Zakinthos was not an island we had heard of until we started exploring options for this trip. Like Corfu, it is located to the North West of the Greek mainland. We had one of about nine villas in the hills overlooking water and each with its own small pool. Very nice and highly recommended. We hired a boat and went to visit perhaps one of the most famous beaches on any Greek Island. Spectacular. We also rented a car and meandered around enjoying it all.
We stayed in Athens for three nights with a splendid view of the Parthenon from our room. The history is almost overwhelming and we thoroughly enjoyed lapping it up. An unusual activity was to get a private tour of the modern Greek Olympic stadium after we had visited the original 1896 stadium. Kate and I have visited a number of Olympic stadiums in our travels we loved getting a close look at the Athens ones.
One broad observation across everywhere we visited was the acceptance of credit cards and a fastidiousness in issuing receipts. I had recalled some years ago when Greece was on the verge being bankrupt, there was a lot of publicity about an apparent reluctance of Greeks to pay tax and a strong cash economy. It would appear that this has been addressed. On top of that we really liked the Greek people we met who were friendly and laid back for the most part.
Sardinia and Corsica
The Italian island of Sardinia is in the Tyrrhenian Sea, directly south of the French island of Corsica, vaguely south of Nice in mainland France and directly south of Genoa in Italy. In some ways Sardinia reminded us of Sicily which is not surprising given it relative closeness to Sicily. In Sardinia we visited the towns of Cagliari, Alghero and the small island of La Maddalena, where for some years the USA had a military base. That is long gone and there are some empty buildings but not much else to show for it.
It’s a short ferry trip between Sardinia and Corsica and coming into the port town of Bonifacio on the south of Corsica was very memorable. I struggle to describe it but it is well worth a visit. We also visited Ajaccio and Bastia with the train trip between the two being quite spectacular. A bit of a hidden gem, dare I say. Overall we enjoyed Corsica more than Sardinia and could have spent a bit more time on both islands to really do them justice.

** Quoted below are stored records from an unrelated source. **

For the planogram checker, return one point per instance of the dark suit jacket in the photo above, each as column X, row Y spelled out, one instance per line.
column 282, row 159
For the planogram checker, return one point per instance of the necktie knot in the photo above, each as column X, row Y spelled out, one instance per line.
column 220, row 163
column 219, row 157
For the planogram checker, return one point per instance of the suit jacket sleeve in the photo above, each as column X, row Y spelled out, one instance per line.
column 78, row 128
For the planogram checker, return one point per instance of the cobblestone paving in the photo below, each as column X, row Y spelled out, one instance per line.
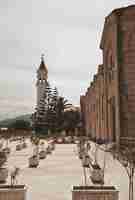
column 55, row 175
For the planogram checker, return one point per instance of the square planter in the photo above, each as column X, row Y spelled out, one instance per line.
column 16, row 192
column 94, row 193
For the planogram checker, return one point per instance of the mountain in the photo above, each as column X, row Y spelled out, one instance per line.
column 7, row 122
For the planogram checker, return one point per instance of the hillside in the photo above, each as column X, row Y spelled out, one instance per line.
column 7, row 122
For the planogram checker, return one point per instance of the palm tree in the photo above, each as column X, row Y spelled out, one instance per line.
column 62, row 104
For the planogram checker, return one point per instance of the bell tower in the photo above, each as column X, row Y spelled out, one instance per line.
column 42, row 83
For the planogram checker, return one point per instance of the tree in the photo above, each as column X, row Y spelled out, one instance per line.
column 62, row 104
column 71, row 119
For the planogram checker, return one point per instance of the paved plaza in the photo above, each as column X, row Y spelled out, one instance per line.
column 55, row 175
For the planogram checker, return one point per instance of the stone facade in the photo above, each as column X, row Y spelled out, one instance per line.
column 95, row 194
column 109, row 104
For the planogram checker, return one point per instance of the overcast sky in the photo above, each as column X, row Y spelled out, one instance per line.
column 68, row 32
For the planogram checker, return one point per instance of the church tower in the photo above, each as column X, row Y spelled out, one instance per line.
column 42, row 83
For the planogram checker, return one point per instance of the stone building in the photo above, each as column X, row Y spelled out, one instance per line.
column 109, row 104
column 42, row 84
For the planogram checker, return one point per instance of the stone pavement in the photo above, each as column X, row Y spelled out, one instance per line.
column 55, row 175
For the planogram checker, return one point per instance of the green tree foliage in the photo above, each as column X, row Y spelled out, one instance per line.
column 62, row 104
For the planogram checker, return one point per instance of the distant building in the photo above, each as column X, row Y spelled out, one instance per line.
column 108, row 107
column 41, row 84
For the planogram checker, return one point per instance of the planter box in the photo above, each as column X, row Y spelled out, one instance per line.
column 16, row 192
column 94, row 193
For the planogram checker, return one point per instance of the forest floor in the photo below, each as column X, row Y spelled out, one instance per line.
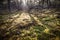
column 45, row 26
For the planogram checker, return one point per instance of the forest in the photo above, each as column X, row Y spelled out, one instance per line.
column 29, row 19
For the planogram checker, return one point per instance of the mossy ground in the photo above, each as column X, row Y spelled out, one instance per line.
column 50, row 30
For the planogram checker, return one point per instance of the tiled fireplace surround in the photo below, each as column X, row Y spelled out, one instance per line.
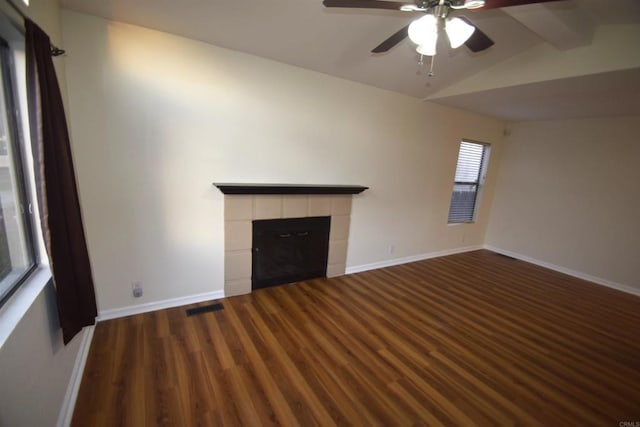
column 241, row 210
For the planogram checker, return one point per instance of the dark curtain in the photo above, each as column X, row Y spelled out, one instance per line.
column 57, row 190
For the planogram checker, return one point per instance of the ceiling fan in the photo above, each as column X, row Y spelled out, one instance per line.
column 424, row 30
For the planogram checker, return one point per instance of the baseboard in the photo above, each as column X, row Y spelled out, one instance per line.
column 158, row 305
column 71, row 395
column 568, row 271
column 412, row 258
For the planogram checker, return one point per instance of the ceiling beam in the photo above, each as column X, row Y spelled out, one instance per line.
column 561, row 24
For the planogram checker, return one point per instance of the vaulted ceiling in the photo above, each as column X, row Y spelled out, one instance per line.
column 565, row 59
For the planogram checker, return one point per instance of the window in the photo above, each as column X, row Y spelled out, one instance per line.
column 470, row 172
column 17, row 256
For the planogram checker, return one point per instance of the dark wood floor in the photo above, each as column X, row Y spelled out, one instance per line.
column 470, row 339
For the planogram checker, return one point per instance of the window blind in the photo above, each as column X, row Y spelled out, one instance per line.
column 467, row 180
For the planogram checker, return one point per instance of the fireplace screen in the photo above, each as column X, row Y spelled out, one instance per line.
column 289, row 250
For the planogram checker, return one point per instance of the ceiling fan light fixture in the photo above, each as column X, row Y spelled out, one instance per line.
column 458, row 31
column 429, row 47
column 473, row 4
column 423, row 30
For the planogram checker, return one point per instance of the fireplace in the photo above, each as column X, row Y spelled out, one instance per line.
column 289, row 250
column 245, row 204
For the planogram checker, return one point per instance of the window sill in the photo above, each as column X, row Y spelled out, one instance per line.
column 14, row 310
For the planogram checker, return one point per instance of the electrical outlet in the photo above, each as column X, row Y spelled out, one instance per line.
column 137, row 289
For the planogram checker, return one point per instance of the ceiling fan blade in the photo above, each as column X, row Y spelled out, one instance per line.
column 478, row 41
column 366, row 4
column 495, row 4
column 396, row 38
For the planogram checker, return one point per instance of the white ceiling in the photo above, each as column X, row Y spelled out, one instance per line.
column 338, row 42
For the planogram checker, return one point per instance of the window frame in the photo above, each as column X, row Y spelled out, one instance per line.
column 19, row 147
column 479, row 183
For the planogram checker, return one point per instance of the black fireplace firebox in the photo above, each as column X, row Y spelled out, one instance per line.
column 289, row 250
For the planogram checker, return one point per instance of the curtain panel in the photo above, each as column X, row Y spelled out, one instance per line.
column 57, row 190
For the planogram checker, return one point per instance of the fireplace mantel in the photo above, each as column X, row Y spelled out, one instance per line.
column 253, row 188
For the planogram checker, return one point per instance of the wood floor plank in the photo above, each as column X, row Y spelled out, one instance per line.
column 468, row 339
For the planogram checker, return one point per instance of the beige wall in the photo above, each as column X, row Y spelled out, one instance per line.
column 35, row 366
column 157, row 118
column 567, row 194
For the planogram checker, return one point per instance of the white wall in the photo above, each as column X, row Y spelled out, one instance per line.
column 156, row 119
column 35, row 366
column 567, row 194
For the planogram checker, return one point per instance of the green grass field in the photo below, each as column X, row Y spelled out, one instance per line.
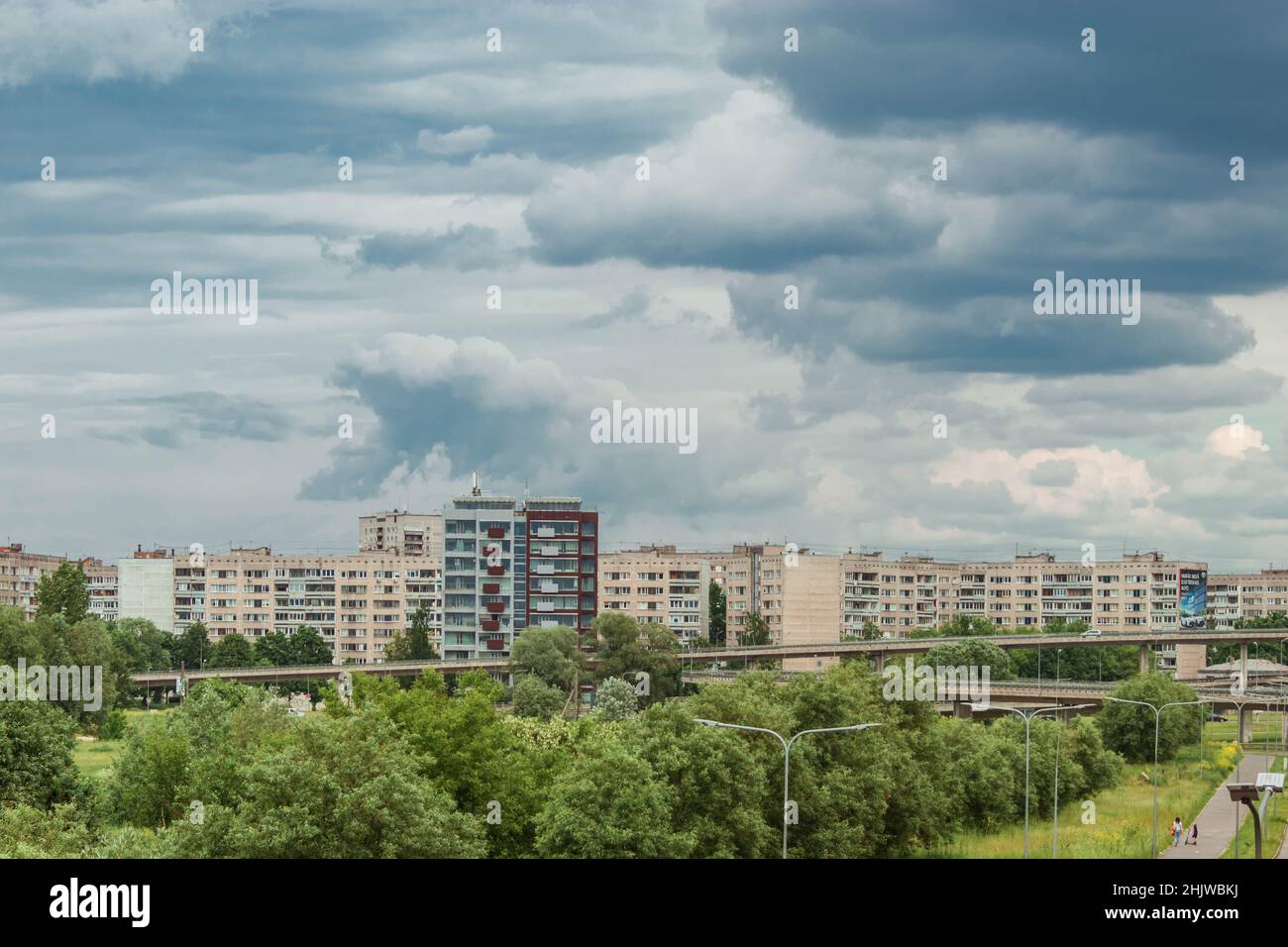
column 95, row 757
column 1122, row 814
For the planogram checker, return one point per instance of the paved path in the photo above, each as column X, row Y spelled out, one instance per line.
column 1218, row 818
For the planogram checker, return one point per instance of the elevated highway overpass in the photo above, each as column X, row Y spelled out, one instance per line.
column 748, row 655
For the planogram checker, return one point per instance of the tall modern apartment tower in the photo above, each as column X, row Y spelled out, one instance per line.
column 509, row 566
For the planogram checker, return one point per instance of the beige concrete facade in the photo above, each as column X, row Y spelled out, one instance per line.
column 357, row 603
column 1247, row 595
column 20, row 575
column 400, row 534
column 102, row 585
column 658, row 585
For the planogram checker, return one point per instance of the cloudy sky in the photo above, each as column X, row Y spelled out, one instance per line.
column 518, row 169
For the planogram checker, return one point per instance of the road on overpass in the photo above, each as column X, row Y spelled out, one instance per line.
column 879, row 648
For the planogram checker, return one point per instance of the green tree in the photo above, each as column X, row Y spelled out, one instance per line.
column 37, row 742
column 398, row 648
column 419, row 646
column 971, row 654
column 755, row 631
column 338, row 788
column 535, row 698
column 143, row 644
column 616, row 699
column 609, row 804
column 627, row 650
column 550, row 655
column 231, row 651
column 1129, row 729
column 717, row 608
column 64, row 591
column 273, row 648
column 192, row 647
column 308, row 647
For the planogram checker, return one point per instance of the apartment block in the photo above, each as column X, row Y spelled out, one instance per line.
column 1245, row 595
column 102, row 585
column 484, row 575
column 563, row 564
column 897, row 596
column 20, row 575
column 509, row 566
column 357, row 603
column 797, row 591
column 146, row 587
column 400, row 534
column 661, row 586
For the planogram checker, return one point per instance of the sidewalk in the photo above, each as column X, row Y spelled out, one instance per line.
column 1218, row 818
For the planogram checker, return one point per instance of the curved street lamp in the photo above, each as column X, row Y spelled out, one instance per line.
column 1158, row 716
column 1028, row 722
column 787, row 753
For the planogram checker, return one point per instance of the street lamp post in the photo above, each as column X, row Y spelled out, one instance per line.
column 787, row 753
column 1158, row 716
column 1028, row 722
column 1237, row 738
column 1055, row 812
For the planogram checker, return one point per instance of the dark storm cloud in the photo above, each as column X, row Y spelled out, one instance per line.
column 467, row 248
column 1205, row 76
column 992, row 334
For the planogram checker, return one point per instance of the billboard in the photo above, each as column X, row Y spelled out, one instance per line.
column 1193, row 598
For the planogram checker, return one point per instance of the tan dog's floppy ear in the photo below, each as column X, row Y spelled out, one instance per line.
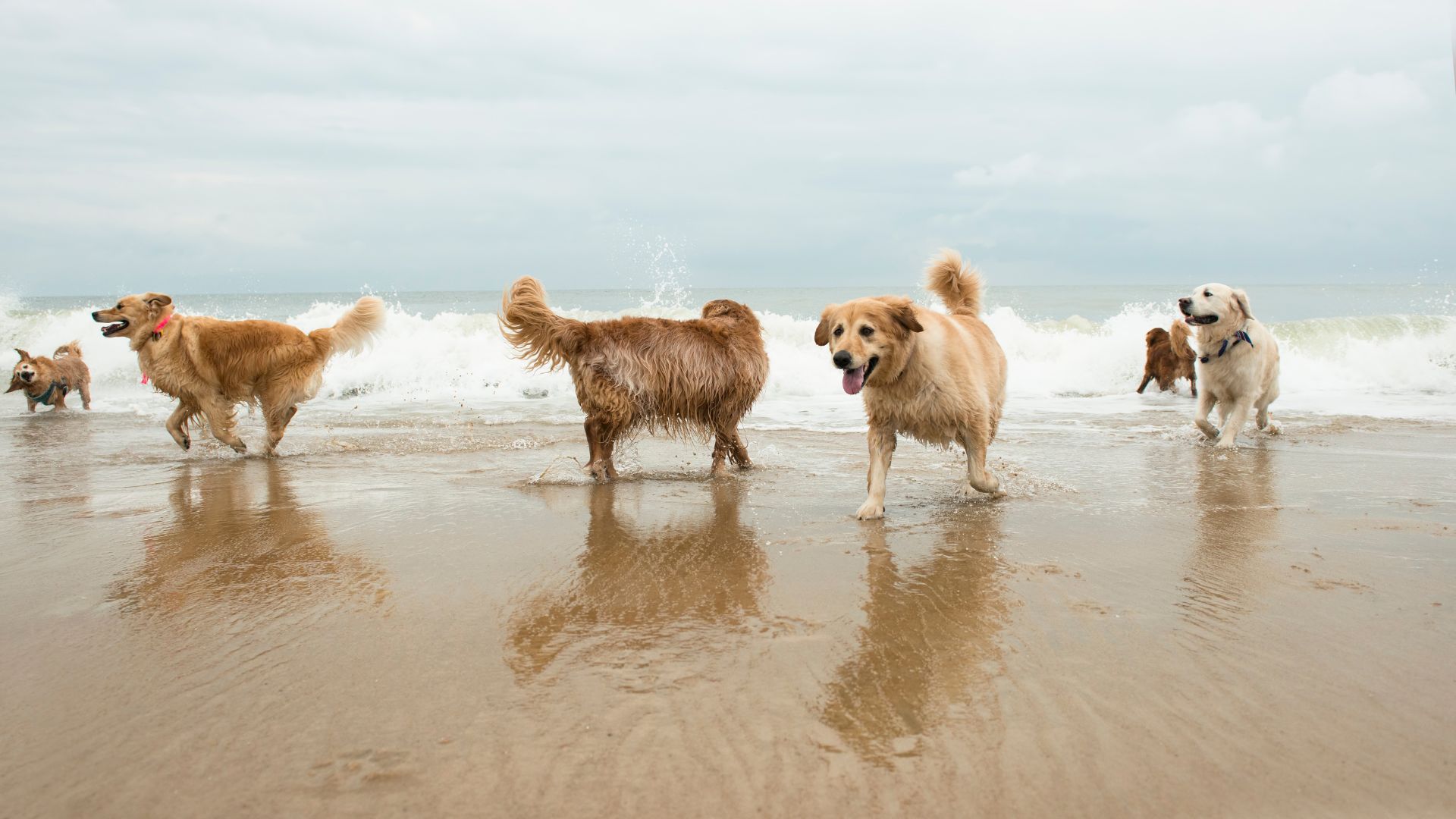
column 821, row 331
column 1244, row 302
column 903, row 312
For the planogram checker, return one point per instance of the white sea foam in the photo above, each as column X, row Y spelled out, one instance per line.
column 1397, row 366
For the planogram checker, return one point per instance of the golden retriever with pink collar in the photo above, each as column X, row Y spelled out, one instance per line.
column 1238, row 368
column 940, row 379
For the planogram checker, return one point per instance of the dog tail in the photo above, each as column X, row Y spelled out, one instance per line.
column 957, row 283
column 529, row 324
column 356, row 328
column 1180, row 340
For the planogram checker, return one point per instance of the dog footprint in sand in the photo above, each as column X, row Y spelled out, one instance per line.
column 354, row 770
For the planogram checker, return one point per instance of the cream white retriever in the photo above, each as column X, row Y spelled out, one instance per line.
column 1238, row 363
column 940, row 379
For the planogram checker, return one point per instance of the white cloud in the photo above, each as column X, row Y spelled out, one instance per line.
column 1223, row 123
column 1001, row 175
column 1350, row 98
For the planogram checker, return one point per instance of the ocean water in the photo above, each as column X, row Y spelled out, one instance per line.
column 1385, row 352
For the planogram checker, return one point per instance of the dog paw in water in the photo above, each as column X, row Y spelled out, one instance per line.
column 871, row 510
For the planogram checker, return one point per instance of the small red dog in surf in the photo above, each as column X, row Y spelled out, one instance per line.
column 1169, row 357
column 47, row 381
column 641, row 373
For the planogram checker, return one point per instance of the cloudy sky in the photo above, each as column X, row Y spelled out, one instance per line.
column 324, row 145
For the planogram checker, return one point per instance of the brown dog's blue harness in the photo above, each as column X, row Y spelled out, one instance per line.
column 1237, row 337
column 49, row 397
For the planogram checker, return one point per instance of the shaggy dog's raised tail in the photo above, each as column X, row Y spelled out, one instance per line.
column 354, row 330
column 956, row 283
column 544, row 338
column 1180, row 340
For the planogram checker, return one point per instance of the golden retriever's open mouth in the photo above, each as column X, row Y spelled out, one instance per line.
column 855, row 379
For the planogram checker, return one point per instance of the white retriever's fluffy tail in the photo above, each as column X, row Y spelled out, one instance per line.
column 956, row 283
column 356, row 328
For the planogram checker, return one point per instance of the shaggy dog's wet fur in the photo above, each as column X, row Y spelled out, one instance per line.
column 50, row 379
column 1169, row 357
column 937, row 378
column 1238, row 366
column 696, row 376
column 213, row 365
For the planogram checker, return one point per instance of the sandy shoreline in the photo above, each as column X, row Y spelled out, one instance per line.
column 400, row 621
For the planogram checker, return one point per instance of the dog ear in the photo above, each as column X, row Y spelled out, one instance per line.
column 1244, row 302
column 903, row 312
column 821, row 331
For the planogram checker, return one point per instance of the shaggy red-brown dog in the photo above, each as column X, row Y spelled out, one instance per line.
column 47, row 381
column 212, row 365
column 1169, row 357
column 639, row 373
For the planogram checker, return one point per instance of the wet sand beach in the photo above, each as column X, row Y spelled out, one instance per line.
column 449, row 620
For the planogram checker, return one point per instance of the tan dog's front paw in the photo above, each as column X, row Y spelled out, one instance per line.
column 871, row 510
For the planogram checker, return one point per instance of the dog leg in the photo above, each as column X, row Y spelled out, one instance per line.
column 977, row 477
column 740, row 452
column 177, row 425
column 598, row 458
column 720, row 455
column 277, row 423
column 1234, row 425
column 727, row 445
column 1200, row 416
column 881, row 447
column 220, row 419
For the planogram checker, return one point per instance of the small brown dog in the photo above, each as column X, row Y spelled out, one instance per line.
column 213, row 365
column 1169, row 357
column 47, row 381
column 641, row 373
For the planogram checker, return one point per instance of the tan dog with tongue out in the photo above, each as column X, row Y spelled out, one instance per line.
column 940, row 379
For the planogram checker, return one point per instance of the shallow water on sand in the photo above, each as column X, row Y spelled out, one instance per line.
column 450, row 620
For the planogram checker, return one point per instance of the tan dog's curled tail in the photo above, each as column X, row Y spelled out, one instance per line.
column 356, row 328
column 956, row 283
column 528, row 322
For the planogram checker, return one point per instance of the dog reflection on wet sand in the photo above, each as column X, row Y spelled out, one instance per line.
column 223, row 551
column 929, row 632
column 1238, row 519
column 637, row 586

We’d never been to San Fran but I’d read a bit about how Silicon Valley nearby and the tech companies had basically pushed the prices of everything to very high levels. The evidence of this was clear when we had a basic breakfast for two and were charged about $120 Australian (and it wasn’t a champagne breakfast). Ouch! Great to see the Golden Gate bridge and see it disappear from being shrouded in cloud and to visit the famous prison Alcatraz.
If we had been there longer I would love to have visited Silicon Valley as there are quite a few tours getting you into to some of the famous tech companies.
One thing that caught our eye was autonomous cars being used as taxis. Yep, no drivers! We tried to get into one but there was an elongated process with perhaps weeks of waiting time before you could even begin to book one. Another highlight was riding the cable cars then going to the museum / control centre to understand how they work. Fascinating.
As much as Kate and I love to travel we always say when we come home how lucky we are to live in Australia. That hasn’t stopped us booking three trips next year however!
If you want to know more about anything please ask and I’ll be happy to answer.